On peut dire qu'il y a une force inconsciente qui le pousse, mais en fait il est très cognitiviste, elle est de la même nature que pour le bien et le mal où il y a deux côtés du cerveau. Il dit également qu'il n'est pas l'homme du juste milieu, il lui manque la ligne médiane. Il fait tout à fond jusqu'au bout mais il peut tout aussi bien ne rien faire du tout. Cela est un trait clinique très important, on retrouve souvent ce penchant pour les extrêmes où il n' y a pas de juste milieu. Cette automaticité, l'anorexique y fait également souvent référence, sous la forme d'un système, système de chiffres où tout est compté, les calories, les excrétions, mais aussi l'ensemble de la vie quotidienne, le travail, le sport...tout peut être prévu, tout peut être calculé.
Dans la boulimie, cela peut paraître moins évident, ce qui fera d'ailleurs que sera quelques fois évoquée la nature obsessionnelle de ce système. Nous voyons pourtant que chez ce jeune homme les choses sont organisées suivant un ordre qui répond à la même logique que pour l'anorexie.
Une jeune femme, après quelques années d'analyse, dit que même si cela peut paraître paradoxal, quand elle mange de façon boulimique, c'est une façon d'exister, même si c'est dans le tout, car ce sont quand même des zones de contrôle. Elle a aussi remarqué que quand elle a envie de manger ou de boire, si elle parle vraiment ça disparaît, si elle bavarde l'envie augmente.
En ce qui concerne ses relations avec les filles, ce jeune homme dit qu'il avait une amie avec laquelle les choses se passaient bien, notamment sur le plan sexuel, mais ils ont arrêté d'un commun accord car il partait en stage en Angleterre, simplement un stage. Tout se passait bien et ils ont arrêté quand même puisqu'il partait en stage en Angleterre, et arrêté d'un commun accord.

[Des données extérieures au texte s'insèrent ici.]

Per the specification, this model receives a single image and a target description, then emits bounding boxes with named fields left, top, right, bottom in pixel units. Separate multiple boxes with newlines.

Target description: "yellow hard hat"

Alors, est-ce que nous pourrions avancer que dans l'anorexie-boulimie, il s'agit d'une névrose infantile organisée par l'objet du besoin ?
Pourquoi pas un objet de la demande ? Très souvent elle ne demande rien, d'où d'ailleurs la difficulté du traitement, car elle ne demande rien à personne et en particulier pas à l'Autre. Elle va se passer de tous les objets, y compris l'objet premier, l'objet le plus primordial, c'est-à-dire l'objet oral. Bien sûr, elle est prise dans un fonctionnement de type pulsionnel, mais est-ce que l'on ne pourrait pas dire que la demande est d'une certaine façon presque une demande à l'état pur, tellement la pulsion fait le tour de l'objet ? C'est en cela que nous pouvons parler d'objet du besoin, dans la dimension d'un objet réel. Je crois que la question de la pulsion serait à développer car elle se pose de façon particulière dans cette clinique.
Ce jeune homme, par exemple, dit : bouche ouverte, il n'y a qu'à ouvrir le placard. Bouche ouverte, nous allons reprendre, d'un corps non phallicisé.
Dans la clinique nous retrouvons très souvent l'objet réel qui a pris cette place organisatrice, c'est-à-dire que l'objet dont le sujet pâtit serait connu. Pour lui, il y a le croissant aux amandes.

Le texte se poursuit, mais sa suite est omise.